La deuxième caractéristique de l’approche française est une attitude de défiance à l’égard de la théorisation. Ainsi, l’empirisme méthodologique est le point commun de la majorité des manuels publiés durant cette époque, lesquels se distinguaient par leurs options idéologiques (n’oublions pas que nous sommes toujours en pleine guerre froide, et que le tiers-mondisme offre une alternative à une lecture du monde trop centrée sur les problèmes de l’hémisphère Nord).
La troisième caractéristique dérive du stato-centrisme dominant et du système de formation. Dans la mesure où les instituts d’études politiques ont été les principaux centres d’enseignement des relations internationales dans leur dimension politologique, l’ouverture du corps enseignant à des praticiens, exerçant dans les administrations nationales ou internationales, a ainsi permis de multiplier les passerelles entre la recherche et la pratique. Les relations internationales ont donc, très rapidement, pris en compte l’expérience du terrain, évitant le travers de l’« analyse en chambre », même si l’essentiel de ces praticiens provenait – pour cause de réalisme dominant – de la diplomatie [15].
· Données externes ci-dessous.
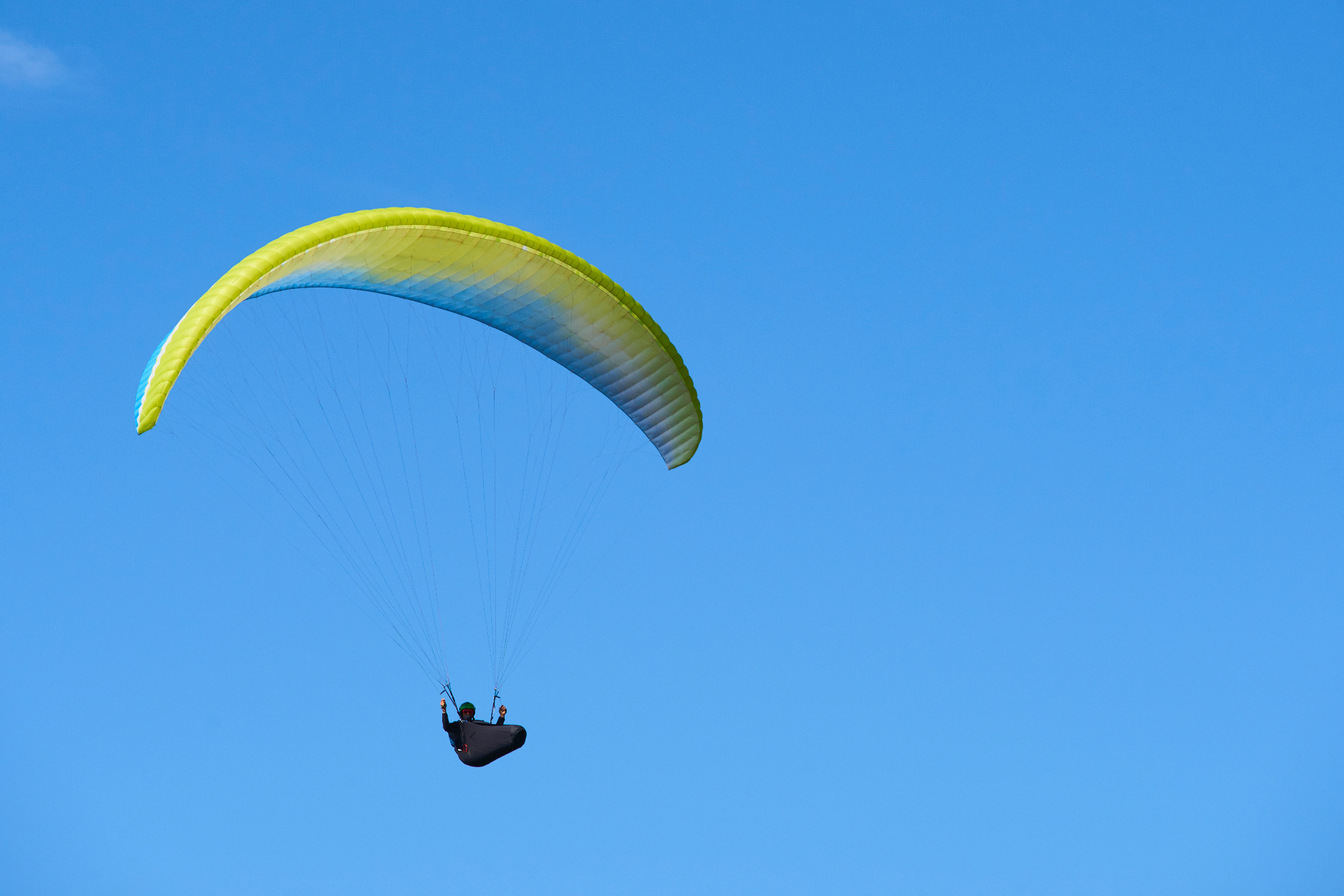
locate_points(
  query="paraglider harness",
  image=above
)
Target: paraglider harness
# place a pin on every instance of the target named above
(480, 744)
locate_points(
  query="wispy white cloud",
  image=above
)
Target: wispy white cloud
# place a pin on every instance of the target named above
(24, 65)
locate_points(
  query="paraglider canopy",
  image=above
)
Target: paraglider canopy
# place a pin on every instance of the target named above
(505, 277)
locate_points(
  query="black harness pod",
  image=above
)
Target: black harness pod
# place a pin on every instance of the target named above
(480, 744)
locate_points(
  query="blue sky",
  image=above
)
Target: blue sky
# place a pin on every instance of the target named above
(1011, 559)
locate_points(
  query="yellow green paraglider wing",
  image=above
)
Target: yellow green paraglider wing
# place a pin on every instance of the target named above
(507, 279)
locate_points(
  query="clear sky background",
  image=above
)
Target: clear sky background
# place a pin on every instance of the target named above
(1011, 562)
Enfin, on peut remarquer que les études de sécurité et de défense ont constitué le secteur le mieux structuré et le plus actif de la discipline. Cette situation résultait à la fois de la situation géopolitique de l’époque (le rôle de la dissuasion et de l’arms control) et du fait de l’investissement des pouvoirs publics pour promouvoir ce type d’enseignement, via principalement la mission des enseignements de défense du Secrétariat général de la défense nationale (SGDN) et les sessions de l’Institut des hautes études de défense nationale (IHEDN). Dans un environnement intellectuel extrêmement riche (le site de l’École militaire a, ainsi, joué un rôle central dans la formalisation de la doctrine française), l’Université a alors démontré qu’elle pouvait être un partenaire efficace de ces recherches, du fait de l’interdisciplinarité requise pour ce type d’études, et parce qu’elle pouvait être – contrairement aux autres secteurs de l’administration – la mémoire de ces travaux.
 
LES FAIBLESSES RÉMANENTES
 
 
Depuis le milieu des années 1980, les relations internationales ne sont plus considérées comme le refuge d’enseignants en situation d’échec [16], mais comme un secteur novateur, à la pointe de la recherche. Le premier agrégé de relations internationales fut ainsi nommé au concours de 1987. Le recrutement d’enseignants spécialisés en relations internationales devint alors moins chaotique, tant au niveau du corps professoral que des maîtres de conférences. Il en résulta une attirance grandissante des doctorants pour une spécialisation en relations internationales dès leur thèse, alors que la majorité des enseignants recrutés auparavant avait choisi un autre domaine de recherche initial [17]. À partir de cette période, on assista à une multiplication des initiatives qui suggéraient toutes que l’international était désormais un champ d’étude légitime, disposant des institutions, des relais et des moyens qui lui faisaient jusqu’alors défaut. Parmi ces initiatives, on peut tout d’abord citer le regroupement de structures de recherche travaillant sur l’international à partir de disciplines diverses. L’Espace Europe de l’Université de Grenoble II demeure, à ce jour, l’une des entreprises les plus réussies de potentialisation de moyens dispersés. Ainsi, avec les moyens traditionnellement réduits de l’Université française, cet Espace Europe a été en mesure de remporter plusieurs appels d’offres dans le cadre du programme SOCRATES (notamment devant la London School of Economy).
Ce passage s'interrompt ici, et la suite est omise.